English Language Concerns
This issue of English language skills for overseas nurses and doctors was raised during the referendum campaigns. However, the criteria for both EU and non-EU medical professionals have been tightened recently, with all nurses required to score an advanced level 7.0 in the international IELTS test and doctors now needing 7.5. To give this some context, a score of 7.0 is equivalent to what Oxford University requires their international degree programme applicants to have.
Having the right English language skills is part of both the Australian and Canadian requirements, so we anticipate that this will also be the case if a similar system is brought in for EU workers. For medical professionals, these scores in the IELTS should easily be high enough to satisfy any concerns about the English level of current and future nurses and doctors coming to the UK.
Impact on English Language Courses
Therefore, there is no immediate impact on any of our Medical English or IELTS programmes running for EU nurses. And as Brexit is implemented over the next 2 years or more, nor should there be any significant changes over this time, and we are looking forward to training many more nurses and doctors to achieve their IELTS scores.
Visa processes may eventually change, so affecting the when and where of training – the current process for non-EU nurses is considerably longer and more costly than for EU nurses for example, so it is possible that EU nurses may ultimately have to go through a similar process. We are working hard to future-proof our English language training programmes to ensure they have the flexibility and robustness to meet any potential changes.

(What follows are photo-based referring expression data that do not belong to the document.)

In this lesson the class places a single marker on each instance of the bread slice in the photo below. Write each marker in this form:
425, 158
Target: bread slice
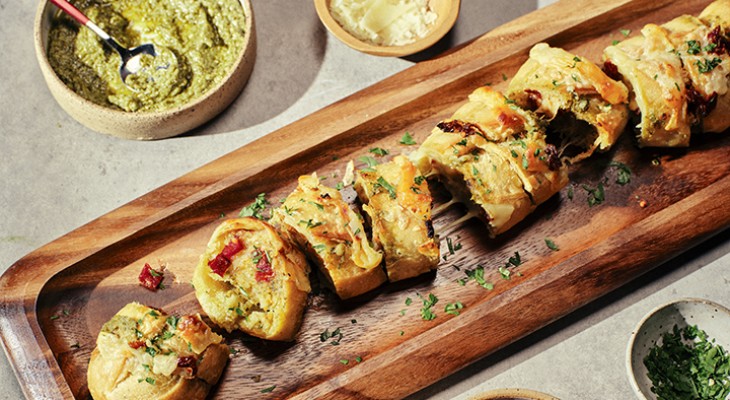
492, 156
252, 280
322, 223
144, 353
587, 109
398, 202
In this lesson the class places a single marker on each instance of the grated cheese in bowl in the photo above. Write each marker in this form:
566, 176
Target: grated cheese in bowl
384, 22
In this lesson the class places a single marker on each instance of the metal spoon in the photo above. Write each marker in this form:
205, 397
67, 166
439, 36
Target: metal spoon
130, 57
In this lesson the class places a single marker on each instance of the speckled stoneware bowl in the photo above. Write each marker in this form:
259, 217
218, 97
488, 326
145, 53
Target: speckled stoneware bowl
513, 394
447, 12
146, 125
711, 317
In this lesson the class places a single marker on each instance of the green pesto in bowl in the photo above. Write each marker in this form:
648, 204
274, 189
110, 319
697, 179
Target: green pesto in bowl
197, 44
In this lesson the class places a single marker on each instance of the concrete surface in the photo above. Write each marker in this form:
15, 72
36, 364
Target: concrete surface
57, 175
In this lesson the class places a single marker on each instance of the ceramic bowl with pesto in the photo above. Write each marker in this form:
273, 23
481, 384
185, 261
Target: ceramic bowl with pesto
205, 54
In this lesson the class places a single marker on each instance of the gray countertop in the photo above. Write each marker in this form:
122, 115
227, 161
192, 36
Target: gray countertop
58, 175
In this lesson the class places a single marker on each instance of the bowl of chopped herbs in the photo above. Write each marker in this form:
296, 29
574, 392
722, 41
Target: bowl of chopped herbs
680, 351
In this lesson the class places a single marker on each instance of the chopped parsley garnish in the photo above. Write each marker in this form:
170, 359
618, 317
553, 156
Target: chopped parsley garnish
268, 389
407, 139
335, 335
453, 248
453, 308
371, 162
687, 365
254, 209
427, 310
596, 195
382, 183
623, 172
551, 245
708, 65
515, 260
477, 275
172, 321
309, 224
693, 47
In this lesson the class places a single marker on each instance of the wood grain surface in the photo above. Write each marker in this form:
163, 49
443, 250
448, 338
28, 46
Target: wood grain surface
54, 300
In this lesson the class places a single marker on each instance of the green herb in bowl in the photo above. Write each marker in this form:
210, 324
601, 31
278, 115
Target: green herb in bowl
688, 365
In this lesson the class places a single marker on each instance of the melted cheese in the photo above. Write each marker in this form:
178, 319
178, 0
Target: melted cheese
384, 22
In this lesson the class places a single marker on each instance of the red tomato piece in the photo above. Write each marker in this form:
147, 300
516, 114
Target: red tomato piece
150, 278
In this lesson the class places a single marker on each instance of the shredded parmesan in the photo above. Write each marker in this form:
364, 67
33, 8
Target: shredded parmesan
384, 22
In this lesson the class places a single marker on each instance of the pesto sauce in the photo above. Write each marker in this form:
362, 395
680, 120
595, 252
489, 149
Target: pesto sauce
197, 42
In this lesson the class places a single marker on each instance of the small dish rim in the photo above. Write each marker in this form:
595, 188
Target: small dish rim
438, 32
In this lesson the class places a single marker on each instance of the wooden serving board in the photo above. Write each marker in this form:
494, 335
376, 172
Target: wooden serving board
55, 299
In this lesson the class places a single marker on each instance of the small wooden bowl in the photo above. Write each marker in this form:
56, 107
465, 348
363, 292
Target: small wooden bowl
447, 12
146, 125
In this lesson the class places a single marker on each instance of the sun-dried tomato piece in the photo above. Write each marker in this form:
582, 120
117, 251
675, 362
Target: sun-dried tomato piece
534, 99
150, 278
222, 261
699, 105
466, 129
189, 364
219, 264
232, 248
611, 70
264, 272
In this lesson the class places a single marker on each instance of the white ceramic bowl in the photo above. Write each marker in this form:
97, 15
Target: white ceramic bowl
711, 317
146, 125
447, 12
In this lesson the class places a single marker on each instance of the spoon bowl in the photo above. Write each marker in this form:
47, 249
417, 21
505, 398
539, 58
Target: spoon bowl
130, 58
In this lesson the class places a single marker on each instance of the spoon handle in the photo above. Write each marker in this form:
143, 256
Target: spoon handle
76, 14
71, 10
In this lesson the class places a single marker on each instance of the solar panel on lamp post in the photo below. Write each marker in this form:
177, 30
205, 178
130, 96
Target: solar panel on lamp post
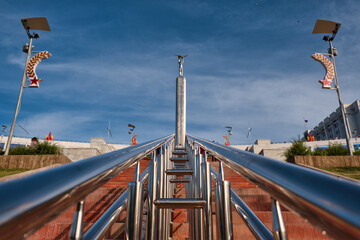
37, 23
324, 26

Having spoken to many contacts in healthcare, there seems to be a general consensus that we must both reassure EU medical professionals of their current status and work hard to ensure that they are able to continue to make such a valuable contribution to the growing demands of UK healthcare in the future. To quote Royal College of Nursing Chief Executive, Janet Davies:
“Many nurses from EU countries… should be reassured that we do not expect any changes to be made for some time. The RCN will continue to press… for a secure long-term supply of staff to keep patient care safe.”
At SLC, we are delighted to be able to support EU nurses achieve the level of English they need to practice safely and effectively. We hope to continue working with many more over the coming years.